National-security adviser Condoleezza Rice said in an interview Wednesday on PBS's "The NewsHour" that the United States had new evidence from "high-ranking detainees" that Iraq has provided "some training to Al Qaeda in chemical-weapons development." But a top U.S. law-enforcement official recently cast some doubt about the strength of the evidence connecting Saddam and Al Qaeda, telling NEWSWEEK there is far more substantial evidence that Iran was harboring top Al Qaeda leaders.)
The other "prong" in the Clinton strategy that led to the inclusion of the MKO on the terrorist list was White House interest in opening up a dialogue with the Iranian government. At the time, President Khatami had recently been elected and was seen as a moderate. Top administration officials saw cracking down on the MKO--which the Iranians had made clear they saw as a menace--as one way to do so. Still, Indyk said the basic decision to label the MKO as terrorists could be justified anyway. "Yes, they're bad guys," he told NEWSWEEK. "But no--they're not targeting us."
Indyk's comments lend partial support to one of the main contentions of MKO and its congressional supporters: that geopolitical strategy--a tilt toward Iran--was an important factor in the State Department decision to accuse MKO of terrorism. "They wanted to appease the Iranian regime," said Jafarzadeh, the National Council of Resistance lobbyist.

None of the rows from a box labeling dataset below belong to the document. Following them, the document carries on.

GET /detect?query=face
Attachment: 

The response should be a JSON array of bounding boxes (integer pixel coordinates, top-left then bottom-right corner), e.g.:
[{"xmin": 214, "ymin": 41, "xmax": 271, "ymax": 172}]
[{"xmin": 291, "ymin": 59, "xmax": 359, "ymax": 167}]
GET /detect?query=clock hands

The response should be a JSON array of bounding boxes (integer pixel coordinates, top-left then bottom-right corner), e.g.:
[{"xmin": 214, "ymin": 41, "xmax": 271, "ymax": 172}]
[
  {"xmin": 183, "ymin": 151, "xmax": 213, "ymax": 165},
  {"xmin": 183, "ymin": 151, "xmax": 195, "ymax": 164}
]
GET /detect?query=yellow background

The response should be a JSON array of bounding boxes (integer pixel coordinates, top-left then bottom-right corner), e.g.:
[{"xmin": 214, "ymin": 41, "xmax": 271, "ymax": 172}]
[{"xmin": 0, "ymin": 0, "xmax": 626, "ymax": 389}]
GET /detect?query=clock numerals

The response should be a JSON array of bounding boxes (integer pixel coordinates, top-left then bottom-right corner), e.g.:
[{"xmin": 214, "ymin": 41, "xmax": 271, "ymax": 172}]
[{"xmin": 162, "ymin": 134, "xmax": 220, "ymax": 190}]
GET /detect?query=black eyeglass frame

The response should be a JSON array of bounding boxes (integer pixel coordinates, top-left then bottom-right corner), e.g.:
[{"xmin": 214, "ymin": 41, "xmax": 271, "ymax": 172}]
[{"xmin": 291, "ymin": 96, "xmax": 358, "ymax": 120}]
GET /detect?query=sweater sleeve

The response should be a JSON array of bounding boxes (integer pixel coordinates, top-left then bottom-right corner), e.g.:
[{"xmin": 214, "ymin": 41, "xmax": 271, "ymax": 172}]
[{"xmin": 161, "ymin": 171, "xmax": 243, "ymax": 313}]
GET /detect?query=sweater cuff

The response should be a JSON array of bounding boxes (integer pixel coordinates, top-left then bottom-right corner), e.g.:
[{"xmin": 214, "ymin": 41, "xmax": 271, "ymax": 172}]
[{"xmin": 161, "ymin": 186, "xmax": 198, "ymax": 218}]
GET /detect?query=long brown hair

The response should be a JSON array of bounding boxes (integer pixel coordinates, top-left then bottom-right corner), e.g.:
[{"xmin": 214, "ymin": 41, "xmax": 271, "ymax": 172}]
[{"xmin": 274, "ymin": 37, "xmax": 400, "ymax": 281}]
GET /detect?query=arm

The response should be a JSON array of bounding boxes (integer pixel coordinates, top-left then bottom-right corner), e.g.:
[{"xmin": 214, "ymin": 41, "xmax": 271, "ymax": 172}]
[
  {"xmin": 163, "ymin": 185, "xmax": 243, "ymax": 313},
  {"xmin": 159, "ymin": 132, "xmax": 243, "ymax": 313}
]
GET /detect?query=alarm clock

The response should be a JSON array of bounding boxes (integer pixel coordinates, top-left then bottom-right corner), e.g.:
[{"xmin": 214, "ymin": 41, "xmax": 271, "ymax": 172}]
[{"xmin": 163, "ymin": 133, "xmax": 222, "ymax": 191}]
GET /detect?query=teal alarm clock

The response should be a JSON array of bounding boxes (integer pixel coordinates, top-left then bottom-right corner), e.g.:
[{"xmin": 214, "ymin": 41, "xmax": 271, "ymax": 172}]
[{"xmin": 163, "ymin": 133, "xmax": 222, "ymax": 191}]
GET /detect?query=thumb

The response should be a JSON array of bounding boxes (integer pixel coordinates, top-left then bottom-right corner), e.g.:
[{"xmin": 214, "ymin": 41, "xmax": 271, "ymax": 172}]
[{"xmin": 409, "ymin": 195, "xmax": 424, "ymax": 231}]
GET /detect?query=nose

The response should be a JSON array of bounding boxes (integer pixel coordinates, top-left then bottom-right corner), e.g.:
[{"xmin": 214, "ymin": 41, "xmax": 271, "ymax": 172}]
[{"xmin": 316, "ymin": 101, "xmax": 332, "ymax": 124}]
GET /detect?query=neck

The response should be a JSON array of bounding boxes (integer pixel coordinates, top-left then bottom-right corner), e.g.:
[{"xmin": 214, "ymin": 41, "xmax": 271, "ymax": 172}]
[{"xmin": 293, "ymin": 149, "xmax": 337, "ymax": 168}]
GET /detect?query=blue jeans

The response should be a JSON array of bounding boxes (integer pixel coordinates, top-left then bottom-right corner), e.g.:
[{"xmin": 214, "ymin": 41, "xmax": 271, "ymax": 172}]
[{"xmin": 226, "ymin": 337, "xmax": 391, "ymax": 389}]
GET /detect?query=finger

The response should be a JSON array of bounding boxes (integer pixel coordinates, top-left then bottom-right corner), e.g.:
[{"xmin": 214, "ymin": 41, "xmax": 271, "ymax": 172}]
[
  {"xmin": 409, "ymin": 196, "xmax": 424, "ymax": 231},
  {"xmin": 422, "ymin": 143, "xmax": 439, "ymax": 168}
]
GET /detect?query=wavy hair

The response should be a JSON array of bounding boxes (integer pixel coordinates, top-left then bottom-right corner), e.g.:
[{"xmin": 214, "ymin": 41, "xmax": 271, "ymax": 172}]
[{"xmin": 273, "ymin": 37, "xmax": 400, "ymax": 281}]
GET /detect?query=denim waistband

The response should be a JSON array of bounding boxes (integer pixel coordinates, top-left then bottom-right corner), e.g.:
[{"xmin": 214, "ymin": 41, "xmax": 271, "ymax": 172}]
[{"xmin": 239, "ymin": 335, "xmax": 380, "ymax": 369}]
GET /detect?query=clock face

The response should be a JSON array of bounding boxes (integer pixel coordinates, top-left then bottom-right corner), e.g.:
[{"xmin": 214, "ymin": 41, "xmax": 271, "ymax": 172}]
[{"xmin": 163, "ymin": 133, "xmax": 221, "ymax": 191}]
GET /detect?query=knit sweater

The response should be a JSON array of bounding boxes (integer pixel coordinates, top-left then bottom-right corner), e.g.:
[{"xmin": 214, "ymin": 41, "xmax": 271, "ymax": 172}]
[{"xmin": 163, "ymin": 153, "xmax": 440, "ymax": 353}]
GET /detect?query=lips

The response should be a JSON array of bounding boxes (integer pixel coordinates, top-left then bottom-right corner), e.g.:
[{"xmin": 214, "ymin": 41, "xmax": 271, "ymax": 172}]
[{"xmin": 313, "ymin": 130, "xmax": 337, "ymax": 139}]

Still, the Justice Department appears only to be stepping up investigations into MKO members. Early last year, the FBI broke up a ring of Iranians who were raising money at the Los Angeles airport under the guise of helping suffering children when, according to a court complaint, they were routing the funds to the MKO. (A federal judge recently tossed the case out of court, but the Justice Department is appealing.) Then, last December, FBI agents showed up at the home of Jafarzadeh. Armed with a search warrant, the agents hauled away boxes of documents, including files on the group's dealings with members of Congress. One in particular must have gotten the agents' attention. It was labeled ASHCROFT.